There was one moment in particular that stands out. I was at the end of a mission, about to make my way to the exit. The bridge leading to it, however, was packed to the brim with guards. Now, under ideal circumstances, I could have used invisibility to creep past them all with ease. But I didn’t have enough amber, nor any spare vials, so that wasn’t an option. Fighting my way through wouldn’t work because the odds weren’t in my favor, nor were stealth kills much an option either due to the lack of cover. As soon as I’d kill one silently (which takes a few seconds), I’d be spotted before I could even begin to dispose of the body. And since it’s a bridge, I could only move forward through the throng of guards. I eventually figured it out after a half-hour of failure after failure by way of running through the area as fast as possible, not caring if I’d drawn the security’s attention.
It’s a problem compounded by the fact that you end up traversing the same few environments multiple times. Guard placements and patrol patterns may change, and new foes introduced, but generally speaking, once you’ve gone through an area once, you know how best to tackle it. Going through levels backward does certainly bring some fresh challenges along – namely in making paths you relied on once before not working so well when tackling the level in reverse – but they’re short lived in light of your newfound familiarity with the environments.
Content recycling becomes more common the deeper you get into Styx, fresh content drying up roughly around four or five missions in. New enemies make up the difference, but they also steadily push the game closer toward crippling cases of trial and error. Archers can slay you from afar with a bolt or two, ogres kill you if you happen to be within their vicinity upon waking up, elves can sense you whenever you’re within a certain distance, and the aforementioned knights are impervious to direct attacks or stealth kills.

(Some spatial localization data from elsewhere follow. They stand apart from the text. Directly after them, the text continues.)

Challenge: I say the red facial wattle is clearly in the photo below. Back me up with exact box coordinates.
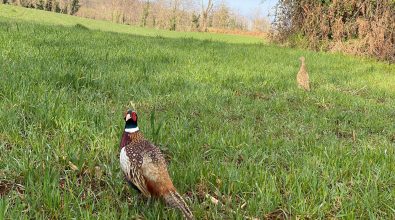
[132,112,137,122]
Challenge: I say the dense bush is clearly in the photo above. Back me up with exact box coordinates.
[272,0,395,62]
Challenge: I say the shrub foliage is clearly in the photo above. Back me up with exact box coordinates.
[272,0,395,62]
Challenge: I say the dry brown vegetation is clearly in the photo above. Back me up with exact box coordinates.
[272,0,395,62]
[207,28,268,38]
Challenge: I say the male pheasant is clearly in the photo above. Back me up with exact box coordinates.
[296,56,310,91]
[119,110,194,219]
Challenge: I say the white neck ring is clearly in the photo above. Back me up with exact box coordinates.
[124,127,139,133]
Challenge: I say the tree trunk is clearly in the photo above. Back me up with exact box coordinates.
[200,0,213,32]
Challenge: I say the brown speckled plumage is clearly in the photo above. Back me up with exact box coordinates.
[297,56,310,91]
[120,111,193,219]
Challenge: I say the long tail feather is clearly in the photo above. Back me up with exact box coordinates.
[163,190,194,220]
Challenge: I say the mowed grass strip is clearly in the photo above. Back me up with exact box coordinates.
[1,4,395,219]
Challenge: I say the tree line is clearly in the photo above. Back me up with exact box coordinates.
[3,0,80,15]
[2,0,270,33]
[76,0,269,32]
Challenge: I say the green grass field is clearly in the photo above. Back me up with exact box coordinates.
[1,4,395,219]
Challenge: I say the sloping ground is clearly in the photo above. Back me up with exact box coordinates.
[0,4,394,220]
[0,4,264,44]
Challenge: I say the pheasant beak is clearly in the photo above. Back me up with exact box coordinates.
[125,113,131,121]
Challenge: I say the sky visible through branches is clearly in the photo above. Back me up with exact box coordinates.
[225,0,278,20]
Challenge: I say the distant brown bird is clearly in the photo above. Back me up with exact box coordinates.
[120,110,194,220]
[297,56,310,91]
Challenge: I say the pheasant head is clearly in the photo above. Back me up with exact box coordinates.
[124,109,139,133]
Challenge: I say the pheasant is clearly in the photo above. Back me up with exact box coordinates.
[296,56,310,91]
[119,109,194,220]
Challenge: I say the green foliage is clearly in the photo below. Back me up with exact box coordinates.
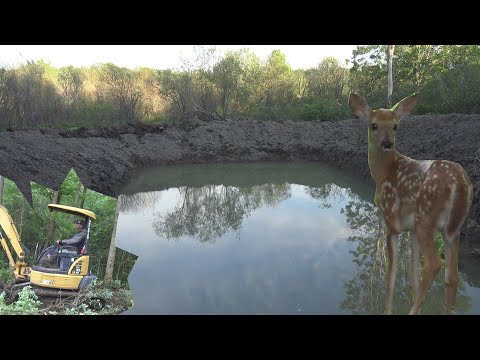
[0,286,42,315]
[0,265,15,286]
[350,45,480,114]
[62,280,132,315]
[0,281,132,315]
[435,232,445,258]
[248,105,292,121]
[69,101,122,128]
[299,99,350,121]
[148,114,177,126]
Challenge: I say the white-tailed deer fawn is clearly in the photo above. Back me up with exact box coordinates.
[349,93,473,314]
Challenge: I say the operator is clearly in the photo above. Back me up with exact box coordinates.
[56,219,87,254]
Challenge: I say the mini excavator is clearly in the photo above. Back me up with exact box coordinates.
[0,204,97,298]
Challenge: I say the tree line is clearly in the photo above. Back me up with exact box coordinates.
[1,45,479,130]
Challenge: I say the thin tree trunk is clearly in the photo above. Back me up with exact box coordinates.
[104,195,122,284]
[73,181,82,207]
[387,45,395,108]
[19,201,25,239]
[79,187,88,208]
[0,176,4,205]
[115,250,126,281]
[46,190,60,244]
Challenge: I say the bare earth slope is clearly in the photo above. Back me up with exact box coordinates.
[1,115,479,242]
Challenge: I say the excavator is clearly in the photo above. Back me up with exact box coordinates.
[0,203,97,299]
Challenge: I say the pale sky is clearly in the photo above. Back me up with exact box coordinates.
[0,45,357,70]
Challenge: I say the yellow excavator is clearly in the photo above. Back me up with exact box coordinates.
[0,203,97,297]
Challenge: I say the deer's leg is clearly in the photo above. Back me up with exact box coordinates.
[409,223,441,315]
[443,231,460,315]
[385,230,399,315]
[408,231,420,305]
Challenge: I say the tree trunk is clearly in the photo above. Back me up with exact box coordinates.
[104,195,122,285]
[73,181,82,207]
[0,176,4,205]
[46,190,60,244]
[19,201,25,239]
[79,187,88,208]
[387,45,395,108]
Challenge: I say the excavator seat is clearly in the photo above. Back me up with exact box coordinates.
[34,245,80,272]
[58,247,81,271]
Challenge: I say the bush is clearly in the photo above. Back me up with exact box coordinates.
[248,104,299,121]
[68,101,124,128]
[147,114,177,126]
[0,286,42,315]
[299,99,350,121]
[0,267,15,286]
[0,258,15,286]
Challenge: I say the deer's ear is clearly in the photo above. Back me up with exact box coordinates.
[349,93,370,120]
[392,93,418,120]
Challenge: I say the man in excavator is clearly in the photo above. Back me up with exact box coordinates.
[56,219,87,254]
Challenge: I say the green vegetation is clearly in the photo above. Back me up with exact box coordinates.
[0,281,132,315]
[1,46,479,130]
[0,286,42,315]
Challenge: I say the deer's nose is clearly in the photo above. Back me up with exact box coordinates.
[381,140,393,149]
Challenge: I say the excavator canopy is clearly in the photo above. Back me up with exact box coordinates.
[47,204,96,221]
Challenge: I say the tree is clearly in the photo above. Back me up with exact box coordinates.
[58,66,84,105]
[211,50,245,120]
[104,195,121,284]
[135,67,167,121]
[305,57,347,100]
[349,46,388,108]
[387,45,395,107]
[97,63,143,123]
[0,61,63,128]
[156,70,195,125]
[0,67,19,129]
[46,190,60,245]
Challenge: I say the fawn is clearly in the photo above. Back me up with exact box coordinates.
[349,93,473,314]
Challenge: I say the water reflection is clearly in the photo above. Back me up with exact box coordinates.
[116,162,480,314]
[340,196,473,314]
[151,184,291,243]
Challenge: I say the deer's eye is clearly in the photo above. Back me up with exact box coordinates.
[371,123,378,131]
[393,124,397,131]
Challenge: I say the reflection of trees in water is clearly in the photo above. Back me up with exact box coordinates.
[339,195,472,315]
[152,184,291,243]
[305,183,347,209]
[119,191,158,214]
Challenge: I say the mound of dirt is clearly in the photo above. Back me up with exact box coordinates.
[0,115,479,243]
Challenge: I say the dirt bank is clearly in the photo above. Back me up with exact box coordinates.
[1,115,479,242]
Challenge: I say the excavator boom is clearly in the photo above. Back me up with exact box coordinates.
[0,205,25,260]
[0,205,30,279]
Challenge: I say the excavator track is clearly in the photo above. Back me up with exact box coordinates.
[5,281,79,308]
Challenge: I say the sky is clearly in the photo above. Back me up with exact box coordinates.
[0,45,357,70]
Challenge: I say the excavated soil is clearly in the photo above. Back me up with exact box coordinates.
[1,115,479,244]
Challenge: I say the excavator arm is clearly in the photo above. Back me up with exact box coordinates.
[0,205,30,280]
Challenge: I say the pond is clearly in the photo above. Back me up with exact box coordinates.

They do manage to keep things interesting by forcing you to employ different tactics – unlatching crates hanging from the ceiling onto unsuspecting guards, for instance – but do to do by giving you no other choice flies in the face of the freedom offered to you earlier in the game.
If that sounds up your alley, however, Goblin Mode is for you. In it, stealth is literally your sole option. All enemies can kill Styx in one hit, parries no longer an option. It’s tough and sometimes unforgivable, but it’s also a challenge of you choose to take part in. That it essentially becomes one giant game of trial and error is fine then because it’s an option – something you can avoid entirely if that’s not the kind of stealth gameplay you enjoy.
Which makes it all the more disappointing that so much of Styx fails to live up to that same promise. Its early hours provide fantastic open-ended stealth, while the later levels steadily become more reliant on limiting your options to create challenge. Styx: Master of Shadows is a fine game by all accounts, but one impaired by its steady descent into rigid design.